Jitish Kallat’s show, ‘Otherwhile’, on in Mumbai, is a fundamental study of life
The Hindu
Jitish Kallat’s ongoing show in Mumbai is emblematic of his constant preoccupation with birth and death
The themes that keep drawing Jitish Kallat have, in his words, “persisted or continued to grow in different ways.” These include, “themes of birth, death, time, evolution and decay.”
In the 25 years since, Jitish has shown across the world, art that interrogates the fundamentals of life and how humans try and make sense those themes. In ‘Otherwhile,’ his ongoing show at Chemould Prescott Road, the largest work, Integer Study (drawing from life), is emblematic of his inquiry, and the open-ended concepts that let him explore concentric themes. In this case, he explains, he is “counting up our species, moment to moment.” Each study logs the population of the world that day, along with the number of births that day and corresponding number of deaths. The works were made daily throughout 2021, on Bienfang gridded paper.
This sustained, daily engagement with the three numbers almost anchors every drawing. It also produced a set of intuitions every time he drew, says Kallat. The numbers though, become abstractions, divested of context.
Yet for Kallat, the daily tradition led to questions like, “Where did these ever-growing numbers come from? Every four days there is a million more in that number. Every drawing as a negative integer — where did these numbers go?” Later in the interview, Kallat seems to answer his own question when he says, “Drawing and painting are hardly the tools with which those fundamental answers can be entirely grasped, except by producing certain conditions within imagery that might point to those questions.”
These conditions mean that sometimes the work has no expected outcome.
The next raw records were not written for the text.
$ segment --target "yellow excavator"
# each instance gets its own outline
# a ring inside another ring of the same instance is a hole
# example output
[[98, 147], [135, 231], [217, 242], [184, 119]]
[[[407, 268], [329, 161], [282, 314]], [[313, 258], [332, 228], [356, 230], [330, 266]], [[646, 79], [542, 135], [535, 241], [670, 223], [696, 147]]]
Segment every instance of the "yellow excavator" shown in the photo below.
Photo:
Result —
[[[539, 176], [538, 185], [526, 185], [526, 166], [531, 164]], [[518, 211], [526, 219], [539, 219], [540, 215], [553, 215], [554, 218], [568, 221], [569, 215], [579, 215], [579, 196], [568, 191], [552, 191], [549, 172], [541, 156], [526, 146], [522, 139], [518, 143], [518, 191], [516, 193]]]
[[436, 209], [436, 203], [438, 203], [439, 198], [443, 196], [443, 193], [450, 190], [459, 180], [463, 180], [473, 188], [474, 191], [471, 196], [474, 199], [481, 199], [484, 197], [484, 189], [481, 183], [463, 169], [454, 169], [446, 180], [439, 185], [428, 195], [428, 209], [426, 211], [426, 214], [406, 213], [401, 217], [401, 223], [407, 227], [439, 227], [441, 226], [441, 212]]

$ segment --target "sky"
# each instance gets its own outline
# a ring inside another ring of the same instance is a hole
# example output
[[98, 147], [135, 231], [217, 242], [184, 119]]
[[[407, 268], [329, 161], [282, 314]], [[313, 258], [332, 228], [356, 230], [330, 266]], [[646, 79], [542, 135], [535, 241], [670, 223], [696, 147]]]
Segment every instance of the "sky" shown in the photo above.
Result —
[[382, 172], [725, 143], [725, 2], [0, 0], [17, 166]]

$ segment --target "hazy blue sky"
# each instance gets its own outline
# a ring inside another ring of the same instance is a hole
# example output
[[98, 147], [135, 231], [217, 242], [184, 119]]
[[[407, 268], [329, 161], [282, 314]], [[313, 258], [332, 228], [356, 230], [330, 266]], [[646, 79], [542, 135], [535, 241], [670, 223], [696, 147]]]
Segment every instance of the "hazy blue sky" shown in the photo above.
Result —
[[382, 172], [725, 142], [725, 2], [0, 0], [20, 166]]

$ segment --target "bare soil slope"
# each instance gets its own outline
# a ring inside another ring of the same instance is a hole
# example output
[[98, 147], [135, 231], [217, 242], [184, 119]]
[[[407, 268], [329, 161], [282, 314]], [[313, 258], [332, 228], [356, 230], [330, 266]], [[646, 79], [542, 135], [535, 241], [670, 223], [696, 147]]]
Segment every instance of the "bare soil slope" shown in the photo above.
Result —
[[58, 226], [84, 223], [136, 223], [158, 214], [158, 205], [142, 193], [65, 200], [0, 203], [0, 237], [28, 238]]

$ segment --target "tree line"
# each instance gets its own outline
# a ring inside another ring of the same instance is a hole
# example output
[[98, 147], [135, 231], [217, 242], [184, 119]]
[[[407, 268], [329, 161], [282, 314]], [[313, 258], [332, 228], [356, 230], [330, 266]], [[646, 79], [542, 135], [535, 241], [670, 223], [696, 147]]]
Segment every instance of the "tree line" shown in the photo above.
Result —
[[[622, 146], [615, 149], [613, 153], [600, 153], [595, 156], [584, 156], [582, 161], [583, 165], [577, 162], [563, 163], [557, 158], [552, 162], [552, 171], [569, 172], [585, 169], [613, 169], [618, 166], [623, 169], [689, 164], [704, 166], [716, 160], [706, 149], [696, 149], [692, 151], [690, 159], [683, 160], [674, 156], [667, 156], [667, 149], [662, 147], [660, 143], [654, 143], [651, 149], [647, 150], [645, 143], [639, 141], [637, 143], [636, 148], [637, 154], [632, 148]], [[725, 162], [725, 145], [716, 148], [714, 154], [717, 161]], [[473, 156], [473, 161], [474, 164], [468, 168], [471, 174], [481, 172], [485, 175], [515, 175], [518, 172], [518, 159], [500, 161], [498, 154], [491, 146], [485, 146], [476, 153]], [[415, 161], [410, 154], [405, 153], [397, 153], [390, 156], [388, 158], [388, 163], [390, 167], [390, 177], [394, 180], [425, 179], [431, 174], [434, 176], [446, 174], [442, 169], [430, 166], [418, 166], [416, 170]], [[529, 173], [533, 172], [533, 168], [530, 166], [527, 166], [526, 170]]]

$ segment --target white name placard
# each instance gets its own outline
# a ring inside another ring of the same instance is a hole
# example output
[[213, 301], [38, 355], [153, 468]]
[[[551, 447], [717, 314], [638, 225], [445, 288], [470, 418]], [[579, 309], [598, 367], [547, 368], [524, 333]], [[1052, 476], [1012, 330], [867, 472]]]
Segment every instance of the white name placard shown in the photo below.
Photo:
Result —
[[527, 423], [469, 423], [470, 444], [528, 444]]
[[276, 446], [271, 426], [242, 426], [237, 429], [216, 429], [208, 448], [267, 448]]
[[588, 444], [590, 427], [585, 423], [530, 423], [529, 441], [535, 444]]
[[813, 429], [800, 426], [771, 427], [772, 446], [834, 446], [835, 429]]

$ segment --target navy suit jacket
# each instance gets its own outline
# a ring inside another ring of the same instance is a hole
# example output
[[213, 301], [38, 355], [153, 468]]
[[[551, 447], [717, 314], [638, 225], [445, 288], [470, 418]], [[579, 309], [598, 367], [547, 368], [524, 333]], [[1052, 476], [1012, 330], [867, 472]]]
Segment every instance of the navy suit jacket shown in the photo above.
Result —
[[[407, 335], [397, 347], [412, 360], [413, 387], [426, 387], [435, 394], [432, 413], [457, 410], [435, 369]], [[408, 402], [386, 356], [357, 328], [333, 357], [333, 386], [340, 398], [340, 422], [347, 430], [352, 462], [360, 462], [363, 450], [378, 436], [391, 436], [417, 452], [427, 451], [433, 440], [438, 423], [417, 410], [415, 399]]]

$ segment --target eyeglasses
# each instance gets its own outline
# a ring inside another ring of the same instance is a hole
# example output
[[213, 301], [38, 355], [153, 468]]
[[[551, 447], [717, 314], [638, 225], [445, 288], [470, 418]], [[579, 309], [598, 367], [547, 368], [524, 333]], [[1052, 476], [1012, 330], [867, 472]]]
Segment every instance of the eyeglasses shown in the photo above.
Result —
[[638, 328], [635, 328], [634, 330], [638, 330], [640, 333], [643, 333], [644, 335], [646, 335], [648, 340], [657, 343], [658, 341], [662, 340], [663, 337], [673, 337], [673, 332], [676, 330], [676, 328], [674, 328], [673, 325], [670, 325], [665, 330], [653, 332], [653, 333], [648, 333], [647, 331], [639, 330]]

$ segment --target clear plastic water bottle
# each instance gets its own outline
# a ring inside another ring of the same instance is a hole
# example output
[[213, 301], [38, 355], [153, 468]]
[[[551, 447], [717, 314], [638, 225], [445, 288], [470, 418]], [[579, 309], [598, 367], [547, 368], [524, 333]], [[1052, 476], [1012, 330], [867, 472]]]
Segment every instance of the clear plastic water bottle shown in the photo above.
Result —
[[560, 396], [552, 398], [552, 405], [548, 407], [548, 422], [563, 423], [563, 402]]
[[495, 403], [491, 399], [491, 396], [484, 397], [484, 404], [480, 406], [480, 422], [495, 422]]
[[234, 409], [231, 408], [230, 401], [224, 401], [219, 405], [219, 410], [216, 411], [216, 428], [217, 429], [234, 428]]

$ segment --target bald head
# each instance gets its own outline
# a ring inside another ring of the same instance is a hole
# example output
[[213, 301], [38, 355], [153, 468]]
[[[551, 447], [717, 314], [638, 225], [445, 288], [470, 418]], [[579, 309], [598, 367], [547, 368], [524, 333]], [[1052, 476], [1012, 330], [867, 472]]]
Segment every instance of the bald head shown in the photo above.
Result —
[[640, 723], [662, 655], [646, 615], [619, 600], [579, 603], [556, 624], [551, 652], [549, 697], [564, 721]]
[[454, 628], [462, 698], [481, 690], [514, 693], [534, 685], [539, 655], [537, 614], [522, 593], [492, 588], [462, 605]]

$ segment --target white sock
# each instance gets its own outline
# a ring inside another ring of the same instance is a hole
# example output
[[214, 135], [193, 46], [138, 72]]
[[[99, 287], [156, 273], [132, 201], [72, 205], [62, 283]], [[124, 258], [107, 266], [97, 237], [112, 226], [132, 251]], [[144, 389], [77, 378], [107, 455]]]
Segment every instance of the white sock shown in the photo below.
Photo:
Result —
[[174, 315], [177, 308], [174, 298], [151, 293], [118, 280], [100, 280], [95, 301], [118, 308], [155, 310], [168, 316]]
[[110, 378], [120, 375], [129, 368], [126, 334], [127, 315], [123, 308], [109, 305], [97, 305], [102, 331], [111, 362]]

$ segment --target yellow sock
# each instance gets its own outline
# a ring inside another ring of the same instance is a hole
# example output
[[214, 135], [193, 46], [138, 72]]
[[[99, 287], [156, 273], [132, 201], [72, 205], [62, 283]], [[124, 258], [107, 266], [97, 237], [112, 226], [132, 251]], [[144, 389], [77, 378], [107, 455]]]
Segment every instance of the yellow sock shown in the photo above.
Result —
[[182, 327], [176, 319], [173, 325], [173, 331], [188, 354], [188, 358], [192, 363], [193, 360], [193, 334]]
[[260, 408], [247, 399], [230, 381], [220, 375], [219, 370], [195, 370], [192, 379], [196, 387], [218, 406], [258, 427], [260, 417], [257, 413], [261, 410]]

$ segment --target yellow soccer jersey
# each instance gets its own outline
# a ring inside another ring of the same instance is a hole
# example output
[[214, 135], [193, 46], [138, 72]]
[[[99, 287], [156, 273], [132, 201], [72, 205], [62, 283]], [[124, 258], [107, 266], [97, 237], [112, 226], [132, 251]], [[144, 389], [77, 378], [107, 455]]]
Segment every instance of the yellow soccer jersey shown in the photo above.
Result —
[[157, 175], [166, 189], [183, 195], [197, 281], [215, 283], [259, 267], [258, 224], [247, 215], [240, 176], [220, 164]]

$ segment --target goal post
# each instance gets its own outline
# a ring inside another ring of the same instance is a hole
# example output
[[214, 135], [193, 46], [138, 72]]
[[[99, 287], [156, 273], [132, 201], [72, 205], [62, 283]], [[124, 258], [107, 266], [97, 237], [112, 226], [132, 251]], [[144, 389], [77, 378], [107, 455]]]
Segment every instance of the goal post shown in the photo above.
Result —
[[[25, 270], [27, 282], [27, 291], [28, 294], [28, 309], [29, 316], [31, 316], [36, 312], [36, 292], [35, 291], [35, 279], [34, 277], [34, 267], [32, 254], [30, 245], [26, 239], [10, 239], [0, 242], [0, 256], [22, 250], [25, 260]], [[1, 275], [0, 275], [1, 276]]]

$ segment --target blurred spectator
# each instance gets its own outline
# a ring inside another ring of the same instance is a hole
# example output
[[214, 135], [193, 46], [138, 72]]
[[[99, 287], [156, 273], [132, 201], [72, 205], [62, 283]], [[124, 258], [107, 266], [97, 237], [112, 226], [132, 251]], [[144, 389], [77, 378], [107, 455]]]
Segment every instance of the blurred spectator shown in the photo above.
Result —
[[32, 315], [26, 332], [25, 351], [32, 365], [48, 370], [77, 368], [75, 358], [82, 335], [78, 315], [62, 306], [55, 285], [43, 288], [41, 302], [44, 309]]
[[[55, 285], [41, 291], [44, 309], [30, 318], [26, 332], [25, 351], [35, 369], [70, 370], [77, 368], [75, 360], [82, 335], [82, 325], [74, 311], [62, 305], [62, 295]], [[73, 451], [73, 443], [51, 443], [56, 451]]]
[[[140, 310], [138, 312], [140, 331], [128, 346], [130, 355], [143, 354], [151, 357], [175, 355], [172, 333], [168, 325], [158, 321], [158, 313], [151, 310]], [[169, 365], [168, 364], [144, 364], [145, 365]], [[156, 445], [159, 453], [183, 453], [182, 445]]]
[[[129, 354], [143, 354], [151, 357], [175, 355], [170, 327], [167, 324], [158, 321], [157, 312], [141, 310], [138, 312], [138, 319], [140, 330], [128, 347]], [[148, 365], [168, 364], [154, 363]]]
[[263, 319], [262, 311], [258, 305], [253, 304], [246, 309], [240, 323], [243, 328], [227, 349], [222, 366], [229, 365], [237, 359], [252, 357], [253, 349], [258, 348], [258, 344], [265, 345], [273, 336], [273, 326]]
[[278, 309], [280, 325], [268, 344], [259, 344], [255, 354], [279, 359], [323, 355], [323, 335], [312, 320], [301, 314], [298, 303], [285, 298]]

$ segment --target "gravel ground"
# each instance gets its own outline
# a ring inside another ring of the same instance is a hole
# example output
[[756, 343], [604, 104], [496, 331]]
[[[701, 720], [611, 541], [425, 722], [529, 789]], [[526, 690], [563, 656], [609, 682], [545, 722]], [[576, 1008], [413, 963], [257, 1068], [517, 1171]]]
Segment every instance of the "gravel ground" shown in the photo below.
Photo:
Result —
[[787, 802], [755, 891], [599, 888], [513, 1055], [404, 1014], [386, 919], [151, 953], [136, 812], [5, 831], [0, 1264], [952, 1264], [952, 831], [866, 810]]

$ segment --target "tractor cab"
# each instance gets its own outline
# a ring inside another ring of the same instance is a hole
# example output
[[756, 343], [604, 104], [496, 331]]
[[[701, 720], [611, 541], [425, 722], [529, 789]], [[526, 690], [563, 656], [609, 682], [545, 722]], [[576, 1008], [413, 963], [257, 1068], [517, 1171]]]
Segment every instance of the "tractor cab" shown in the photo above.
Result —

He explains, “For me to experience at some level, the periphery and outer limits of my own perception, I might want to produce conditions in the studio.” In the past, he’s done works titled ‘Wind Study’ and ‘Rain Study’, both of which make use of the elements to record a particular moment in time, in this case using nature and the elements.
In ‘Echo Verse’, an eight-park work that is shaped like the Waterman butterfly, the grid that underlines the work is painted with water colours. He explains: “The graph itself will produce a kind of nebulous form, you know, that would become the starting point for the first image, and often the first image would almost produce the condition for the next image.” These are overlaid onto each other to make a work, that seems to map geological spectacles, through the controlled use of air and water to shape the pigments.
Kallat says, “In the studio, there’s a peculiar sensation that one is witness to the same movement of matter that might happen on planet Earth.” Later, Kallat returns to this theme, saying, “I want to paint in a way that the painting meets you halfway with imagery that was just a moment before unforeseen,” mentioning how the way paint dries can mirror geological effects. He explains, “Something dries up in a certain way, it could become ferrous, iron-like, it dries up another way and it could become like earth, dries up in yet another way and it becomes completely fluid like silt, you know, and these are very subtle things.”